Petite aiguille sur le 1, grande aiguille sur le 11
Après avoir descendu plus de la moitié de l’escalier, ils étaient presque parvenus à la hauteur des quatre grands cylindres. Le bateau flottait, face à eux. Sur leur droite, on commençait à apercevoir les premières maisons abandonnées.
Amanda n’était jamais venue ici. Elle avait parfois entendu parler de ce lieu étrange, mais jamais elle n’avait fait le rapprochement avec les histoires de Malone.
Maintenant, elle comprenait.
Malone tenait toujours sa main. Sage. Obéissant. Perdu dans ses pensées. Ses souvenirs peut-être.
Zerda marchait derrière eux, au même rythme, au même pas. Elle sentait qu’il aurait voulu qu’ils aillent plus vite, mais il ne disait rien.
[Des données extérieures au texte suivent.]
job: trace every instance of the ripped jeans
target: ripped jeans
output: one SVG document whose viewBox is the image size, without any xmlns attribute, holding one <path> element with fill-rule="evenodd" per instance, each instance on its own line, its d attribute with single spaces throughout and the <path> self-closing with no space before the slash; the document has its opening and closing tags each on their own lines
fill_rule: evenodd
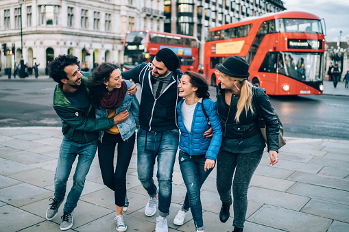
<svg viewBox="0 0 349 232">
<path fill-rule="evenodd" d="M 186 194 L 182 209 L 188 211 L 190 207 L 196 230 L 204 230 L 200 188 L 213 168 L 205 172 L 205 155 L 191 156 L 180 151 L 178 159 L 182 177 L 186 187 Z"/>
</svg>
Le gosse avançait sans chouiner, il devait s’en contenter.
Il n’avait rien dit non plus lorsqu’elle s’était arrêtée quelques secondes pour retirer son trench-coat et le porter sur son bras. Elle était trempée sous l’acrylique, des gouttes glacées dégoulinaient dans son dos. La peur. La sueur. La descente était pénible. Le vent froid les cinglait, pleine face, mais elle avait tout de même dégrafé deux boutons de son chemisier.
Gorge ouverte. Une folie. Un truc à attraper la crève. Ou à la retarder, au moins… Le prétexte de l’effort physique était dérisoire, mais elle n’avait pas d’autres atouts, pas d’autre choix que d’envoyer à Zerda quelques messages grossiers.
Qu’elle était une femme…
Que s’il voulait…
Elle n’avait rien d’autre à sacrifier pour que Malone ait une chance de s’en sortir. Elle n’avait pas su protéger son premier enfant. Elle devait réussir à sauver le second.
Elle continuait de poser les pieds sur les marches, à un rythme régulier, il en restait encore une petite centaine avant d’atteindre la plage. Un escalier vers l’enfer…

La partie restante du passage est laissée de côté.